Whether Whiteley believed what he told the New York Herald is ultimately unimportant. Whether it is capable of being true is the nub of the matter. Fleet, the sole surviving lookout following Lee's untimely death in 1913, was unlikely to be of assistance to Whiteley's case, having already given evidence at the company's behest in the landmark case for compensation involving the father of a deceased passenger, Ryan v. OSNC. (qv).
Nor did Fred Fleet at any stage in his life, even when the White Star Line had long since ceased to exist, ever validate the claim that the men in the crow's nest had seen any ice prior to the fatal berg.
It would thus be interesting to know the names of those whom Whiteley's side proposed to call in evidence.
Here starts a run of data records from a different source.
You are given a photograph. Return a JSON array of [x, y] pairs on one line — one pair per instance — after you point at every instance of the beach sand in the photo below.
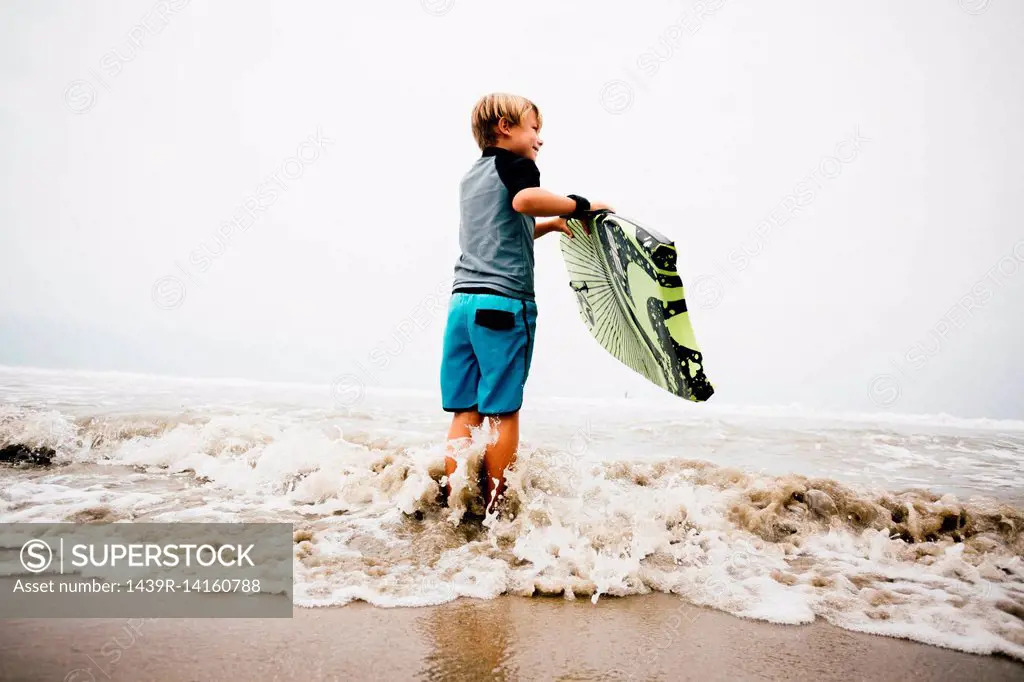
[[652, 637]]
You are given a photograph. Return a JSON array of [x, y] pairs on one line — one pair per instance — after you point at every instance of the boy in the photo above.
[[488, 338]]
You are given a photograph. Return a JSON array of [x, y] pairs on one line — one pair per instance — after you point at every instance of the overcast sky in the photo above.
[[843, 181]]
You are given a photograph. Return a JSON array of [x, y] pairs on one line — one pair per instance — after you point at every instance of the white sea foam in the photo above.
[[776, 517]]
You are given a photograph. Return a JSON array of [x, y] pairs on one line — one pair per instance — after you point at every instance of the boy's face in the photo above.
[[522, 138]]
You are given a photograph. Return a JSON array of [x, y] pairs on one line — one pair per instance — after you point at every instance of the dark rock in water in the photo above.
[[22, 455], [821, 503]]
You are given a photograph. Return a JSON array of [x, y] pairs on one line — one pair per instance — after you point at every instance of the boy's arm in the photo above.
[[541, 204]]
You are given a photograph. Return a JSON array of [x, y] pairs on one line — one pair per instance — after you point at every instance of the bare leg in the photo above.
[[462, 422], [501, 455]]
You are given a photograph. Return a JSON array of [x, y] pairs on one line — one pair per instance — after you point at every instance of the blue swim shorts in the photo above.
[[488, 344]]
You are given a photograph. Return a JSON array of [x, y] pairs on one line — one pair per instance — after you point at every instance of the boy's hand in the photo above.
[[562, 225]]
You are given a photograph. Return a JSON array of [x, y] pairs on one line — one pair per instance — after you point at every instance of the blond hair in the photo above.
[[493, 108]]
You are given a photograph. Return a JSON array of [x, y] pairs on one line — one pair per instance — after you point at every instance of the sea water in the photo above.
[[903, 525]]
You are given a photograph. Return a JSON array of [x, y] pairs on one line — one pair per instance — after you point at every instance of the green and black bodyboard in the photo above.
[[632, 300]]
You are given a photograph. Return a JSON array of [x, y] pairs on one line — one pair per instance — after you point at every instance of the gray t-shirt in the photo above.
[[497, 241]]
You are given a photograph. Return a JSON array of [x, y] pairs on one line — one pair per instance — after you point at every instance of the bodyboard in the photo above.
[[633, 301]]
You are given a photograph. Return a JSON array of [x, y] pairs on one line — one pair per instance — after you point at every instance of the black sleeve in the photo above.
[[517, 173]]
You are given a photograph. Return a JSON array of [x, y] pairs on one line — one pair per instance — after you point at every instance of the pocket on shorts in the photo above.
[[497, 320]]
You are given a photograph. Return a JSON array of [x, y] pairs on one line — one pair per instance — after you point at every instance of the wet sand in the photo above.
[[654, 637]]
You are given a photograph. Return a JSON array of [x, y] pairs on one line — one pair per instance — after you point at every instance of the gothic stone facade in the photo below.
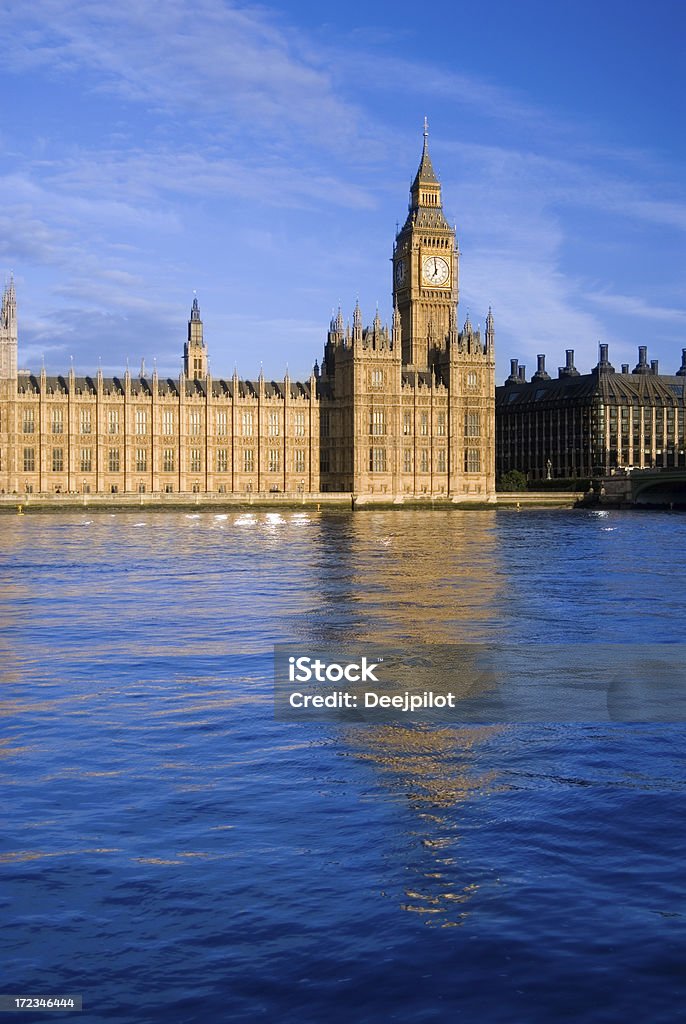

Bluff or not, and the OSNC were certainly capable of going far beyond a threat to call a number of nautical witnesses, it seems that ultimately the young steward won the contest.
True or not, White Star had no need to have lurid claims ventilated that their Officers of the Watch were given to ignoring warning calls from their lookouts. No doubt they took the view that damaging headlines could conceivably affect bookings and their bottom line far more substantially than the relatively small outlay needed to mollify an injured steward. And thus a deal was arrived at.
Honest or not, both parties thus preserved their public name.
And one can only hope that Thomas Whiteley, bona fide victim of the Titanic, lived to sprightly old age.